I started to leave and she said she would see me Friday at 4:30.
Like a brat, I said, “Well I guess we’ll find out, won’t we?” as I walked out the door.
“I suppose we will….”
I was a damn nervous system disaster. I got home and told my wife what happened. She suggested I call my therapist and let her know that this incident was still having a powerful impact on me. I didn’t really want to do that.
But I wanted to want to do that. I wished I had that urge, that longing, to connect with her and to double-check that we were okay and she didn’t hate me and blah blah, the usual. But I didn’t.
I just thought, “Meh, I’ll survive. It will suck, but I can get to Friday without talking about this with her.”
Wife pointed out that I was (once again) engaging in active and unnecessary self-deprivation so I committed to calling and leaving a voicemail. I said I’d decide what to do if she called back when that moment came.
It did (about 30 minutes later or so) and I picked up. I didn’t have any plans except to tell her I was kinda freaking out, imaging that I was a total loser and should probably just not show up to class or clinic the next day because I’m clearly such a stupid fat loser that my own therapist forgets me.
She was basically like “Whoa, slow down. That is NOT what you said in session…what’s going on right now?”
I mean, who knows. The joy of multiplicity, amirite? I constantly have to feel completely opposing things and then try to navigate through the world holding onto all of that nonsense. It sucks.

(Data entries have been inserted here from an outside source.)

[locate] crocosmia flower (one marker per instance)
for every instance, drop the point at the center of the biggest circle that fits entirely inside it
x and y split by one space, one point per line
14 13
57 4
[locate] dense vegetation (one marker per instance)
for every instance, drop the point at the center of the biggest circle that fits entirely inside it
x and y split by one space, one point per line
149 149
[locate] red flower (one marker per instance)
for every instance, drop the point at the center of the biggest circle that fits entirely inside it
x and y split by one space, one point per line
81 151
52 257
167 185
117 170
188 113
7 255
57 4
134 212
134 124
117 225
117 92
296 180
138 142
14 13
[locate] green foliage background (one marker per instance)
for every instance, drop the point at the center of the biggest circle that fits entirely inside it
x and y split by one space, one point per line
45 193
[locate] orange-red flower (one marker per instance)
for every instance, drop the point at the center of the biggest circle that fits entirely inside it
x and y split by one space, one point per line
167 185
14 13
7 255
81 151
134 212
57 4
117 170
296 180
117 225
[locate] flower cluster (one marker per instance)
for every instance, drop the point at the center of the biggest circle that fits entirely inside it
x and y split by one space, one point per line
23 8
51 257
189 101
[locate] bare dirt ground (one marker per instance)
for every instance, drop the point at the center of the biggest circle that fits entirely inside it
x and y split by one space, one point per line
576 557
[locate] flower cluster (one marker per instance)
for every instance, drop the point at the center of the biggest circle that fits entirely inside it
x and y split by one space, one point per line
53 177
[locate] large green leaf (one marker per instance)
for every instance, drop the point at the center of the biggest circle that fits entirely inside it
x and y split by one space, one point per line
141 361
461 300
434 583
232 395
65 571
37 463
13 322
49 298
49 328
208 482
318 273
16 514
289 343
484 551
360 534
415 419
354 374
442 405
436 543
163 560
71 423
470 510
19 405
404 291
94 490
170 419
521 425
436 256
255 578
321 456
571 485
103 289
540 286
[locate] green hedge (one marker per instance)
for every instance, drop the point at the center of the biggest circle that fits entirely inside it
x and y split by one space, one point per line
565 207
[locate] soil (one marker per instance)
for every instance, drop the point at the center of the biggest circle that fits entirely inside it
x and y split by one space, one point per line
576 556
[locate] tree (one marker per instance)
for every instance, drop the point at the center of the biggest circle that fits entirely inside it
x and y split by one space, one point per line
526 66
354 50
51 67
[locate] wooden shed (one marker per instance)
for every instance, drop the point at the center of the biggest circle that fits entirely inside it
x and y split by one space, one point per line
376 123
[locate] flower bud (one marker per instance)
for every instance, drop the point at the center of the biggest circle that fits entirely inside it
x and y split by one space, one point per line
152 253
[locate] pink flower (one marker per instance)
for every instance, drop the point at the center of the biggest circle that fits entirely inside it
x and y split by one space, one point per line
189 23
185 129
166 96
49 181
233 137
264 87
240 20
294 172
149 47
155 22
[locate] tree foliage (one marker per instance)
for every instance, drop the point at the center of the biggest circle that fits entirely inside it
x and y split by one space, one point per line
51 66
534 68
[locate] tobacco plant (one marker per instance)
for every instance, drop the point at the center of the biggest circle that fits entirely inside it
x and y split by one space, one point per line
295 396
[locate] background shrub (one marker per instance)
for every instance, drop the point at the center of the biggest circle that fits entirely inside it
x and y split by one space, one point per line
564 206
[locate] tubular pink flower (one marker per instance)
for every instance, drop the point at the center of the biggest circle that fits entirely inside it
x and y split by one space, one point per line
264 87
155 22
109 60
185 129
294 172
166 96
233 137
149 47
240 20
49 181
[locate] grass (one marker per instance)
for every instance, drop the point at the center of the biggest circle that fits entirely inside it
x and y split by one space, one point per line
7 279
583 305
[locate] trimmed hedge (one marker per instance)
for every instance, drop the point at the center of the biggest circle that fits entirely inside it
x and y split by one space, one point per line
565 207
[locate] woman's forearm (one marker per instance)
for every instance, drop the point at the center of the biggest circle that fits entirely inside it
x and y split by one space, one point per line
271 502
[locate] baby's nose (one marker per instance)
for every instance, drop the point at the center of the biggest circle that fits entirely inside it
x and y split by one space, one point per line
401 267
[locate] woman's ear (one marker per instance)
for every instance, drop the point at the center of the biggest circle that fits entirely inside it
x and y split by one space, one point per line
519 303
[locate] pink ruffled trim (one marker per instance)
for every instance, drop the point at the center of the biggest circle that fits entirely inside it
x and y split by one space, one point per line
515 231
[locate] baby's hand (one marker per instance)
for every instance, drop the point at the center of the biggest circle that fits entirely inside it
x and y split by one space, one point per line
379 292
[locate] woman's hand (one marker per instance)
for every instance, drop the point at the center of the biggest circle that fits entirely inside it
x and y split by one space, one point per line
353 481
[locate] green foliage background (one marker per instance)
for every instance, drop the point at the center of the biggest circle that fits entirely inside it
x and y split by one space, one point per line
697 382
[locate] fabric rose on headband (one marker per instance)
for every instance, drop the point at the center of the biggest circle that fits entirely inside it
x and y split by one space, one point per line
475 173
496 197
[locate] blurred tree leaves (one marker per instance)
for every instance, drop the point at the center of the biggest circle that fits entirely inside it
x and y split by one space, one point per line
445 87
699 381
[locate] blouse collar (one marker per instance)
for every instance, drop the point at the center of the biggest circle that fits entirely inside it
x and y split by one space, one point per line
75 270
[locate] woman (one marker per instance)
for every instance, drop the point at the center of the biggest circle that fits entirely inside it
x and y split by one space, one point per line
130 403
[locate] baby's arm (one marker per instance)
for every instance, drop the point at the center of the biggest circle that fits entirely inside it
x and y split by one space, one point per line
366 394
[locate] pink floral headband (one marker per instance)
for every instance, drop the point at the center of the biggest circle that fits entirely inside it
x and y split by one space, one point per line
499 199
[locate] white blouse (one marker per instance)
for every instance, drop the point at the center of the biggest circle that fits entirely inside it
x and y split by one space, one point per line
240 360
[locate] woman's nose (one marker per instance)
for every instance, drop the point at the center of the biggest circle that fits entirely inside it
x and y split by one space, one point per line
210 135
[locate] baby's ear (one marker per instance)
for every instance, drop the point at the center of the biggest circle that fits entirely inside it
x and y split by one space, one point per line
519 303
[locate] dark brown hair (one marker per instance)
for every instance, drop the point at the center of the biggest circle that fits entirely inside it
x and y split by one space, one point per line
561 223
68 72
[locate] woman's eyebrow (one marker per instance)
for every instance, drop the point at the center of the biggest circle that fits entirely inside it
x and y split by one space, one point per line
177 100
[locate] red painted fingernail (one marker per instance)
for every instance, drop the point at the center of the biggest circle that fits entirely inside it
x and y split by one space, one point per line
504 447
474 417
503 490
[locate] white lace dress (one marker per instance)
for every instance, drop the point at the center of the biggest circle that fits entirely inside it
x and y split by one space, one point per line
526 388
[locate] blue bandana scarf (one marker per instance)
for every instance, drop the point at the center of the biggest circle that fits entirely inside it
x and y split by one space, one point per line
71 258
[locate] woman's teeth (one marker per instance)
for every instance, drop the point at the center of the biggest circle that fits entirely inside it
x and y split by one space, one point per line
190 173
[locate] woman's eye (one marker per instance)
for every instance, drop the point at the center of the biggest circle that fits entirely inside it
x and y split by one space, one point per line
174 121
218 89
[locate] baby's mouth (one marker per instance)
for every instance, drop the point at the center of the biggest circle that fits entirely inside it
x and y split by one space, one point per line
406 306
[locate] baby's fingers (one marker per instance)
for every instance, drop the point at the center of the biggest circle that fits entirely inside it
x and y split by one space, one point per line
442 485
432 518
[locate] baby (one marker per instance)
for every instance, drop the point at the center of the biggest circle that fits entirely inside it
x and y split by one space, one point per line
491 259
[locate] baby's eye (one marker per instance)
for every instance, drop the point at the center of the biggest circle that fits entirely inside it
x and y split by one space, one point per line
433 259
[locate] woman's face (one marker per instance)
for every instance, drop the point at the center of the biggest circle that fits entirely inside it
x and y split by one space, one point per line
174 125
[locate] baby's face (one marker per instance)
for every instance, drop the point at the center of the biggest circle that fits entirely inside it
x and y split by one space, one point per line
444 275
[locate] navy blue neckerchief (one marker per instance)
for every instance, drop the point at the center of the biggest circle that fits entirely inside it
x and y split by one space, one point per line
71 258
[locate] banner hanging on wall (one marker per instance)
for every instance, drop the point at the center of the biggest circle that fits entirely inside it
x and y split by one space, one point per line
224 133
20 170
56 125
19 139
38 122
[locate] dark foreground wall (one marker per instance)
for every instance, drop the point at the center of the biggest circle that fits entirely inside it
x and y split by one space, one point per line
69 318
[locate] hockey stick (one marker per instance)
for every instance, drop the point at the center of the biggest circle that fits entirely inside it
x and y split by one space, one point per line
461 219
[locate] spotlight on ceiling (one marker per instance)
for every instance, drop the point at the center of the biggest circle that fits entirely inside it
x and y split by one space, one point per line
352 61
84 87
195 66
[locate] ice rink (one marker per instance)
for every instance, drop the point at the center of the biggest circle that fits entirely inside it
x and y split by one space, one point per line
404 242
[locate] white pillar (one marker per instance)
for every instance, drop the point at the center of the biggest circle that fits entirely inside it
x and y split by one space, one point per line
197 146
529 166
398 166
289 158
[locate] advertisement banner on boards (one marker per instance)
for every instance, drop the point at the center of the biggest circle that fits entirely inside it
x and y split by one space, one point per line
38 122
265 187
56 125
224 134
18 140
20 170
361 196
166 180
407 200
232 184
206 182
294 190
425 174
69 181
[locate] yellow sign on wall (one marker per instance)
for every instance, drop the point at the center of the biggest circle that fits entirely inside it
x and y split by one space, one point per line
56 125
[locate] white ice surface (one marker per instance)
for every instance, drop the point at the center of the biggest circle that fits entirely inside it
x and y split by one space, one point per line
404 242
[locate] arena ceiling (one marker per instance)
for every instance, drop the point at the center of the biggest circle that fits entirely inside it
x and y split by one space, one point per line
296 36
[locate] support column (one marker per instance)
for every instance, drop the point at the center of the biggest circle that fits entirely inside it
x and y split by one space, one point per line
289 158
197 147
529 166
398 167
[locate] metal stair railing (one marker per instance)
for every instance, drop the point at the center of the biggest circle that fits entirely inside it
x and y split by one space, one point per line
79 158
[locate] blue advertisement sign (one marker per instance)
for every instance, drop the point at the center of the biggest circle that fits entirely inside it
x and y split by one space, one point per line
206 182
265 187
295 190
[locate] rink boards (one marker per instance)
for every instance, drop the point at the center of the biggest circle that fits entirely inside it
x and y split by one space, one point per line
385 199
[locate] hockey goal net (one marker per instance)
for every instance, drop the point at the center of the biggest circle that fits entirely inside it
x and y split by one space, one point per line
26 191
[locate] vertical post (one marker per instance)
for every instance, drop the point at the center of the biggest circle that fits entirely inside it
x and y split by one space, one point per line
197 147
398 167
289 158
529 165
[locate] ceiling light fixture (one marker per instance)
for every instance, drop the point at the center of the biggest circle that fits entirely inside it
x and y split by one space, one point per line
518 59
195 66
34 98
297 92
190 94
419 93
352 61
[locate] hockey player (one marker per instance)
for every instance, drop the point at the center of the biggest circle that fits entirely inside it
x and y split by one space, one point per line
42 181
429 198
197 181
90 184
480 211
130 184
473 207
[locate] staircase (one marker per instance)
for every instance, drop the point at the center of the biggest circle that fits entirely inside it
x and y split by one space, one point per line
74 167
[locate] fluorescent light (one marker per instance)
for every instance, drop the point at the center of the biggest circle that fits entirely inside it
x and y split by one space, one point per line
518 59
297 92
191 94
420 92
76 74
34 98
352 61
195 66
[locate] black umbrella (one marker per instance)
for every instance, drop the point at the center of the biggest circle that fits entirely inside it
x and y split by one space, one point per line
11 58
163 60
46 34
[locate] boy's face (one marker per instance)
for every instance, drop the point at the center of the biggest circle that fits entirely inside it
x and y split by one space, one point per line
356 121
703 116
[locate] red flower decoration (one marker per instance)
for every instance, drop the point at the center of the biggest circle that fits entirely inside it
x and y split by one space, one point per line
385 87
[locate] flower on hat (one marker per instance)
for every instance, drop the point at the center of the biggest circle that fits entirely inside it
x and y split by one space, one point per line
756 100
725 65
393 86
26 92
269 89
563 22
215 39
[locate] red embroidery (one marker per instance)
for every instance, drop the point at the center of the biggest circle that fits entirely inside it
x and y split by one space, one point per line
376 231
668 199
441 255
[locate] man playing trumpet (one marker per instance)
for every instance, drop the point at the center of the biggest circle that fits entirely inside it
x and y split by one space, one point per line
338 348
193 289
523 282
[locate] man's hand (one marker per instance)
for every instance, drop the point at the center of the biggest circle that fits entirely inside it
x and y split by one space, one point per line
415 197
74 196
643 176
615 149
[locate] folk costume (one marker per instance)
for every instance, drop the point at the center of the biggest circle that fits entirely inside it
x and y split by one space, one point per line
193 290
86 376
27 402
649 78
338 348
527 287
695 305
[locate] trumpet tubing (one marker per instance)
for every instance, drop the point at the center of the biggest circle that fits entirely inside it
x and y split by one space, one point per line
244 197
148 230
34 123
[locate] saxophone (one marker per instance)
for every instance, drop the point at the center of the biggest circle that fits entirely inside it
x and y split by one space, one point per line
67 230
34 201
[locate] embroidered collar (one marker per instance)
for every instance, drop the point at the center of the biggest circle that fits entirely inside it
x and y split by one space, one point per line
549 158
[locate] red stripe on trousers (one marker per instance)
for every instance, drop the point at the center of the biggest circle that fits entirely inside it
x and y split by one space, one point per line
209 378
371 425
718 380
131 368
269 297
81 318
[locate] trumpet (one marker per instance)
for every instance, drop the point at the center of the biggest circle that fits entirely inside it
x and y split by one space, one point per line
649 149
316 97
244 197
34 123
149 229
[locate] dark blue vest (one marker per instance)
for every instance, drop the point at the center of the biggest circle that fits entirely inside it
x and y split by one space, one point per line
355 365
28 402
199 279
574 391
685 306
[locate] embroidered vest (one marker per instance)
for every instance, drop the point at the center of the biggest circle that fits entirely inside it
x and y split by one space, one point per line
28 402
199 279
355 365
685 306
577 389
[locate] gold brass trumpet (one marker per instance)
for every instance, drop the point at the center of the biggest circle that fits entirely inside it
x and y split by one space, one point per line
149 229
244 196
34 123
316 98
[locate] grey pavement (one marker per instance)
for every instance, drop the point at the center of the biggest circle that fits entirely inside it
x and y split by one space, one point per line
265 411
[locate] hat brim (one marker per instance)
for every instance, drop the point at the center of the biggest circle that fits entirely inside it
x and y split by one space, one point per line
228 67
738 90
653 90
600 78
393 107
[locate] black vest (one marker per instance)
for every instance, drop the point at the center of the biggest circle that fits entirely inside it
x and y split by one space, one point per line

We talked for a while. Nearly an hour, I think. This is the first time I’ve been able to engage with her in a while. The whole starving oneself tends to get in the way of cognitive functioning. Now that I’m eating (slightly) more, I also feel things more.
Which definitely explains why I have an eating disorder in the first place.
Anyway. Somehow we got to talking about our attachment and how it felt unsafe and unsure and that I question whether or not she’s someone I can trust. She said it’s natural to have questions like that after something like what happened earlier in the waiting room.
“Yeah, but I’ve also been feeling like something is wrong for a while now.”
“What’s a while?”
“I don’t know. Um, three months?”
“Well that’s concerning.”
“Concerning? What do you mean by that??!!”
“We are working very hard to build this intimate relationship where we’re connecting to each other and creating a safe space for you to do some very difficult work. If you’re feeling this way, and have been feeling this way for a while, that worries me.”
We spoke about this a little longer and she said she had a feeling of what this linked back to (boundary issues, of course. God I’m so predictable). I hadn’t been thinking of that at the moment, but as soon as she brought it up I knew she was right. We’d managed to get through that mess, but not unscathed and not with a full resolution.
Then, in typical therapist fashion, she told me she thought it was good that all of this was coming back up and that maybe this unfortunate situation will be a way for us to swing back around and go back to those unresolved relational issues.
I wanted to scream. I hate it when my suffering is re-framed as a fucking opportunity for personal growth. No. Just stop being an asshole, people of the world!
Whatever. I’m glad we were able to talk about this because today was a big deal for me at clinic and I needed to go in that feeling okay(ish) about our relationship. She pointed out that it’s very very painful for me when there’s friction between us.
Again: no shit.
She said she was glad I called her and I told her that pissed me off because I knew she’d be glad I called and I didn’t want to make her happy. She playfully scoffed and said, “Fine. Then I’m not glad, but I’m intrigued that you called” (or something like that).
She said we needed to allow all of those emotions I was feeling that somehow got trapped inside of me to come out and be seen and heard; that it’s important for my anger with her to have a place in our work.
Ha. Yeah sure, lady. Good luck with that.